As a full Bettermaker customer I also send the limiter version 2 back..so you're not on your own.
@gwsound did you also find what im saying to be true? I just wasn't a fan. It went backwards, not forwards. The darthlimiter is brilliant though and big improvement on the silver face version.
@@AudioAnimalsStudioyes I agree. Software part was bothering me as well. Sound was not improving either. Darth is the best although, I still own the silver version (for a long...time). The LaaL became my main limiter. Bus comp is just a great affordable VCA compressor.

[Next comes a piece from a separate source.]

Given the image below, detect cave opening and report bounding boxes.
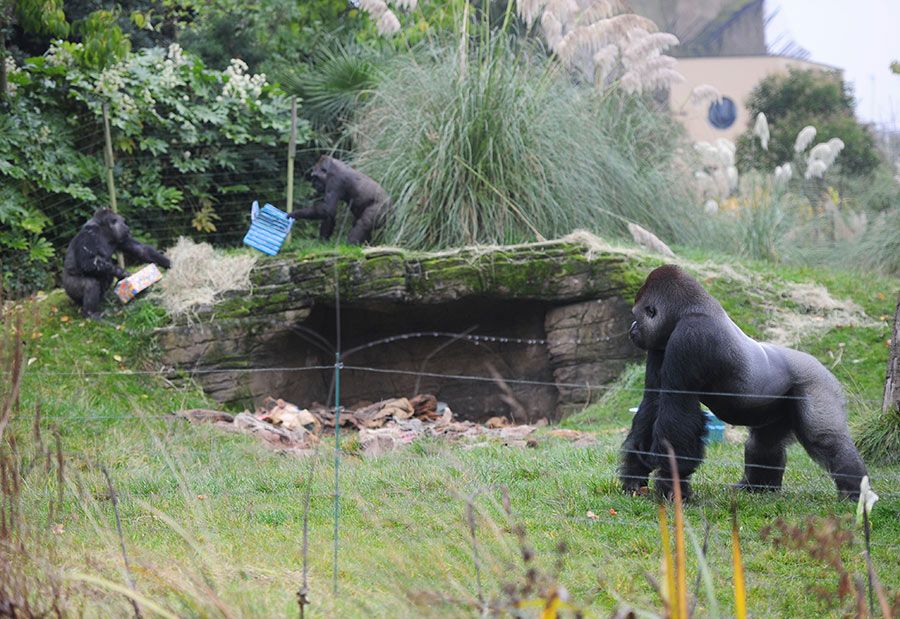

@gwsound have you tried the VSPE. I found that had a very impressive sound to it.
@@AudioAnimalsStudio yes I did but not in my own studio. Sounds great but I don't like the controls because you can only recall it with the plugin. The front control is not accurate enough for me.
@gwsound yes you would 100% need plugin recall to recall the VSPE. There's about 5 detents on the parameter before the next light activates. It would massively be guesswork.
Sadly, the Darthlimiter is discontinued, so you can only get it used.
@aleksamrkela831 Yes, that's correct. Limited run of 1000.
I wish WesAudio made a limiter.
@@joeyf808 me too. I've put this request in myself. Logical progression for wes Audio in 19" is they gave us a bus comp, then EQ, next would suggest a compressor then maybe limiter. Maybe they are taking that approach. I'd really love to see their take on a saturation box.
@@AudioAnimalsStudiotell them we need that multiband in 19 inch rack versions also😎
@@tytansoundlab can you imagine how good that would be. THD on each band with an amount parameter. Linkable bands. So you can turn it into a single band compressor or multiband. So many possibilities.
I was going to try my bus comp at INF ratio to see how it performs as a limiter
@@dougleydorite do you have feedback compression cable. You could see a better result from using feedback compression instead of feedforward.
What do you think about Audioscape , do you own any of it ?
@ozrecords2768 no don't own any of it. To be honest I've always thought of them as clones of the real thing. And I always want to buy the real thing. Clones are great. I'd just prefer instead of clones we had a unit in its own right that has zero association with another product. That's the reason I don't have any in any of my studios.